Acte un : L’action intersyndicale “zone commerciale morte”, à Poitiers, le 26 octobre. L’intersyndicale interpro de la Vienne avait décidé à l’unanimité de cette action à Auchan, mais ne se sont retrouvés que la CFTC, la CGT, la FSU et Solidaires au point de ralliement – soit environ 130 manifestants. Le premier rond-point a été “organisé” par la CGT et la FSU, avec un camion de la CGT ; le second a été tenu par Solidaires 86 et la CFTC, avec la voiture-sono d’un particulier mise à disposition pour Solidaires, une autre customisée aux couleurs de la CFTC et quelques autres véhicules de militants. Durant cette opération, un tract intersyndical a été diffusé ; l’axe de circulation Poitiers/Angoulême n’était pas obstrué, les manifestants et leurs véhicules étant placés sur les deux voies d’accès à la zone commerciale.
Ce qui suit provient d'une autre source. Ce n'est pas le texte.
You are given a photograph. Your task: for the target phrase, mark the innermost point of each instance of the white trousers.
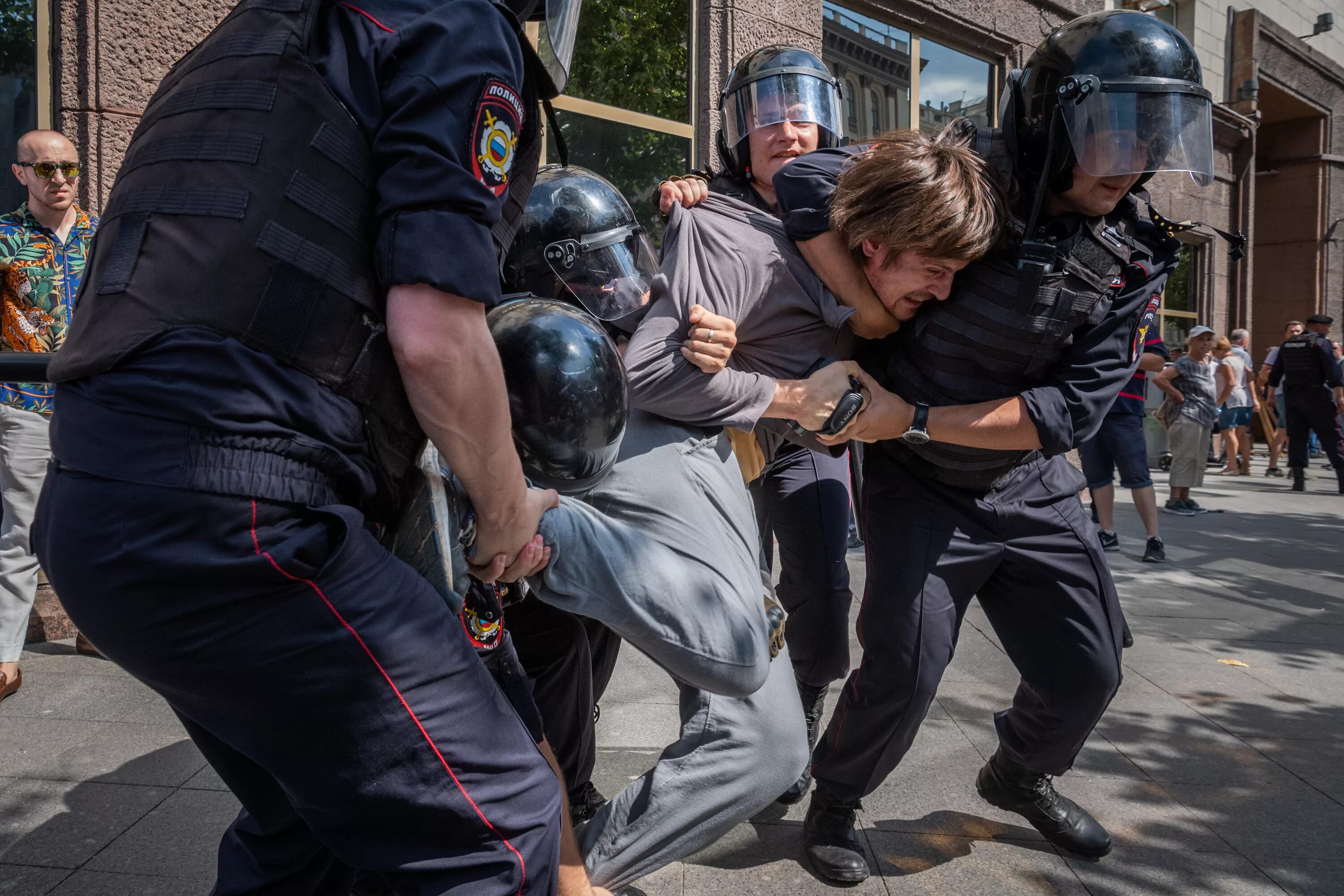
(25, 449)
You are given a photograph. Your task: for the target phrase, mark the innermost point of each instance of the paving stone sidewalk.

La CGT et la FSU ont rejoint en cortège l’axe Angoulême/Poitiers pour la fin de l’opération.

Acte deux : “Invitation à une audition”… Un militant de SUD Education/Solidaires 86 – Gilles Frapper, conducteur et propriétaire de la voiture-sono servant à Solidaires – a été informé par courrier qu’il était “invité” au commissariat de police de Poitiers pour une “audition” le 8 novembre, sans que l’heure ni le motif ne soient précisés.

Acte trois : … et un procureur saisi ! Gilles s’est rendu à l’”invitation”. On lui a d’abord indiqué qu’il avait une amende de 22 € et un retrait de 2 points sur son permis, pour avoir utilisé son téléphone portable lors d’une autre action de “ralentissement de l’économie” sur la zone commerciale Géant-Casino de Poitiers – une opération à l’initiative de Solidaires 86 uniquement. Ensuite, on l’a informé qu’une instruction était en cours pour “entrave à la circulation avec un véhicule personnel” sur une bretelle d’accès à la zone d’Auchan le 26 octobre. Gilles n’a pas nié sa présence – filmée par France3, photographiée… – dans le cadre d’une action décidée par l’intersyndicale 86. Les peines qu’il encourt (art. L 412-1, L 224-12, L 224-13) peuvent aller jusqu’à 2 ans de prison, 4 500 € d’amende et 6 points de retrait de permis si le procureur de la République informé donne suite. Donc, affaire en cours.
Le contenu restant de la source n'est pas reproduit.